Tutte queste caratteristiche confluivano nel simbolo della taranta avvelenatrice, che poteva avere diversi aspetti. Reagiva diversamente a ogni melodia, attivandosi solo quando il ritmo le era congeniale, e il suo morso instillava nelle vittime un veleno che durava finché la taranta viveva. L’avvelenatrice mordeva nella stagione estiva, anche se era possibile che gli effetti del morso si ridestassero nell’estate successiva, segno che la taranta era ancora viva. A volte la taranta poteva avere un nome di persona, quale «signora Faustina» o «Caterina», e poteva perfino dare ordini alla vittima e dialogare con lei. Sotto forma di persona assumeva un carattere e delle inclinazioni specifiche: alcune sembravano sollecitare deliri di onnipotenza, altre assumevano invece atteggiamenti molto malinconici. La taranta influenzava il tarantato come un vero e proprio spirito che possedeva e che l’esorcismo controllava.
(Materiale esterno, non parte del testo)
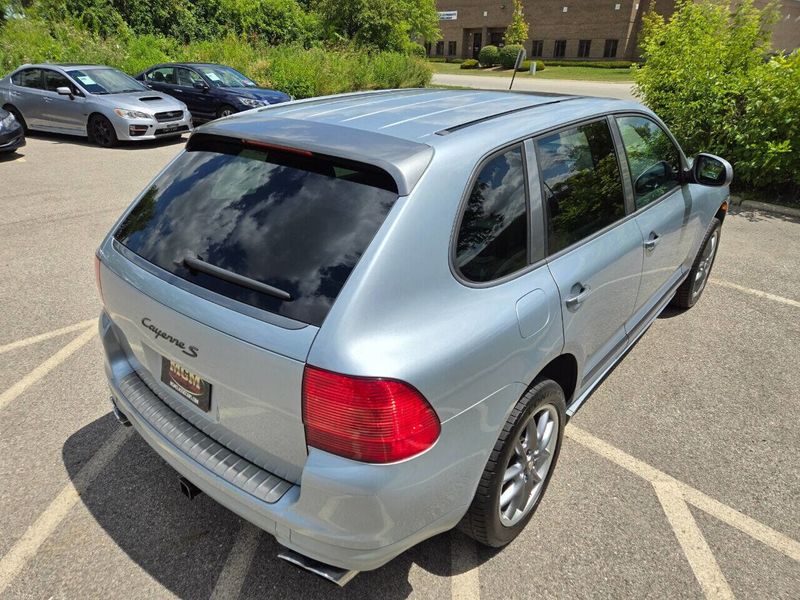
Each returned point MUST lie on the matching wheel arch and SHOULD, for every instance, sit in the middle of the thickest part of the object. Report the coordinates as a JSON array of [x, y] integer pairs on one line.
[[563, 369]]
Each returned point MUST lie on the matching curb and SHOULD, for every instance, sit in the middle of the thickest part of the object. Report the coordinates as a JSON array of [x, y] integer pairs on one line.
[[777, 209]]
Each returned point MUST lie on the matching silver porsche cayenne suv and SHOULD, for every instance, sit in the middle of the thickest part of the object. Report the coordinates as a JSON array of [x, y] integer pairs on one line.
[[359, 321], [101, 103]]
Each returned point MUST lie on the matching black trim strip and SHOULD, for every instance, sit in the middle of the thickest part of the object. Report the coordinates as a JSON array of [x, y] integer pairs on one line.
[[460, 126]]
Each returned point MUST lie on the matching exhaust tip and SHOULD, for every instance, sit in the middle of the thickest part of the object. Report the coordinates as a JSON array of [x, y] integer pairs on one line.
[[119, 415], [328, 572], [188, 489]]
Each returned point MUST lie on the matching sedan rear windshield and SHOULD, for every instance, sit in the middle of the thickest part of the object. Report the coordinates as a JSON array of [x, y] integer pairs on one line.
[[240, 218]]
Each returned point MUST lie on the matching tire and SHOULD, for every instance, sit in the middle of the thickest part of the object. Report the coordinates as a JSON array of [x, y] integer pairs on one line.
[[691, 290], [18, 117], [101, 132], [225, 110], [492, 519]]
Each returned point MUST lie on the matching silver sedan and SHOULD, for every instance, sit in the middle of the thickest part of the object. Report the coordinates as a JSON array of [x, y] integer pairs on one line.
[[100, 102]]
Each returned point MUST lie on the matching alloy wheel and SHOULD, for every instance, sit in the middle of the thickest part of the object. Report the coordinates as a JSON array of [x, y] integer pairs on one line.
[[529, 464], [704, 266]]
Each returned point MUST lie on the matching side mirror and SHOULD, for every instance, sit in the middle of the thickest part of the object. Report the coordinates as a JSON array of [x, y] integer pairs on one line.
[[711, 170]]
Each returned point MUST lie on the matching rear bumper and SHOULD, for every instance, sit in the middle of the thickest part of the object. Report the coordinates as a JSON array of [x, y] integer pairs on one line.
[[347, 514]]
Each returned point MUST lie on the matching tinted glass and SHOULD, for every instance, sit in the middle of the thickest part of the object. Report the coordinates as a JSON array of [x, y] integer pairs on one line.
[[54, 80], [30, 78], [187, 77], [106, 81], [493, 237], [653, 159], [293, 222], [581, 183], [225, 77], [161, 75]]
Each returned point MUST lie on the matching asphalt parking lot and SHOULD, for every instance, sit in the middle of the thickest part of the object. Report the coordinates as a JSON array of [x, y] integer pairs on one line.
[[679, 477]]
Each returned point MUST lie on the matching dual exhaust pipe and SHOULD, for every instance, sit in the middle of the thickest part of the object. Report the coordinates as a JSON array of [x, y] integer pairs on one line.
[[328, 572]]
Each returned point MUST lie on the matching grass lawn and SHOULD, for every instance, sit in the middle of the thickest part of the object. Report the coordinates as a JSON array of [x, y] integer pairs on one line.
[[576, 72]]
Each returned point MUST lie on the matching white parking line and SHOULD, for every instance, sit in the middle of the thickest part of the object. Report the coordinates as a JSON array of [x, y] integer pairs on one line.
[[26, 547], [766, 535], [464, 581], [753, 292], [46, 336], [691, 539], [231, 578], [43, 369]]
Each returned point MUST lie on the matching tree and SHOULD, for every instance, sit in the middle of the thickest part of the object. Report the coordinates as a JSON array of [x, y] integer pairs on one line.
[[517, 31], [383, 24]]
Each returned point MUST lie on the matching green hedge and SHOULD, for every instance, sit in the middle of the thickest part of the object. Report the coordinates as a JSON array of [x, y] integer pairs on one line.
[[595, 64], [293, 69]]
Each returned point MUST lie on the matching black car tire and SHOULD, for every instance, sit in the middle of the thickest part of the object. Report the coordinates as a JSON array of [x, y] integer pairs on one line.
[[18, 117], [691, 290], [483, 521], [225, 111], [101, 131]]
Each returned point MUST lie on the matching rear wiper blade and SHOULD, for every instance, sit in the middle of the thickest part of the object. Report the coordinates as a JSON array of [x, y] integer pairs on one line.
[[195, 264]]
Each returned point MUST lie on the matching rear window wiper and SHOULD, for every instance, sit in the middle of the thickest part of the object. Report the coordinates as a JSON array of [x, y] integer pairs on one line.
[[195, 264]]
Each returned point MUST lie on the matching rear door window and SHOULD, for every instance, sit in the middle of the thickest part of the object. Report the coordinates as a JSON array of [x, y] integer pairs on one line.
[[653, 159], [493, 236], [29, 78], [296, 222], [581, 183]]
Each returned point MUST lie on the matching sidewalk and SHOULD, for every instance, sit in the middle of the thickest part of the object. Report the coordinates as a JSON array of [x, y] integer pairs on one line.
[[623, 91]]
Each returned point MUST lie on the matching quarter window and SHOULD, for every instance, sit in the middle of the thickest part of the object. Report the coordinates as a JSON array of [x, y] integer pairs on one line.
[[581, 183], [493, 237], [30, 78], [54, 80], [653, 159], [162, 75]]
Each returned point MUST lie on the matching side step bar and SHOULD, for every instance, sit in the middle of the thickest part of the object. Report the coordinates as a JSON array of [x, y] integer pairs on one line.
[[338, 576]]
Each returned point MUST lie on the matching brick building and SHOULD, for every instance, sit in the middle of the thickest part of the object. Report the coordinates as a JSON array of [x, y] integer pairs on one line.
[[570, 29]]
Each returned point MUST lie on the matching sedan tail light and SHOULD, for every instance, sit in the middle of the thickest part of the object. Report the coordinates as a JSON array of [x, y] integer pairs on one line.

Durante i rituali, se la musica suonava, il malato rinsaviva dal suo stato di semimorte; quando la musica si fermava, il tarantato ritornava in quello stato di trance da cui cercava di liberarsi.
Secondo De Martino, è lecito parlare del tarantismo come di una «religione del rimorso». In questo contesto il rimorso non va inteso come un ricordo di un brutto passato, ma come un «conflitto irrisolto in cui la presenza individuale è rimasta imprigionata». Poiché si perde tra i ricordi di chi ne soffre, il rimorso si manifesta ripetutamente, con la cadenza calendariale di cui si parlava in precedenza, e con i sintomi travolgenti di una vera e propria nevrosi. Proprio perché il ricordo del primo morso non è permanente si parla di ri-morso, cioè del ripresentarsi di un episodio traumatico del passato per cui non si è trovata alcuna risoluzione.
Quell’oscura tentazione al disordine e al caos di cui parlava Ernesto De Martino, che «serpeggiava nella penisola» ogni anno dal 28 al 30 giugno durante i festeggiamenti dei SS. Pietro e Paolo, non si percepisce più come un periodo di improvvisa lacerazione della quotidianità. Tuttavia, il tarantismo rimane un fenomeno culturale cardine nella cultura e nella tradizione meridionale. «Se la terra del rimorso è la Puglia in quanto patria elettiva del tarantismo», scriveva De Martino per concludere la sua ricerca, «i pellegrini che la visitarono nell’estate del ’59 provenivano da una più vasta terra […] che è bella, perché la vita è bella, almeno nella misura in cui […] è soccorsa dalla vigile memoria del passato e dalla prospettiva dell’avvenire».
A oggi è proprio grazie a quella vigile memoria del passato che possiamo riportare alla luce, seppur in maniera decisamente meno macabra e più festosa, il fenomeno del tarantismo. Il 24 agosto di ogni anno nelle terre del Salento viene infatti celebrata La Notte della Taranta, un festival di musica popolare che nacque nel 1998 e che da allora ripropone ai pugliesi e a pellegrini italiani e stranieri la cultura e la tradizione salentine, fondendole con altre tradizioni provenienti da tutto il mondo.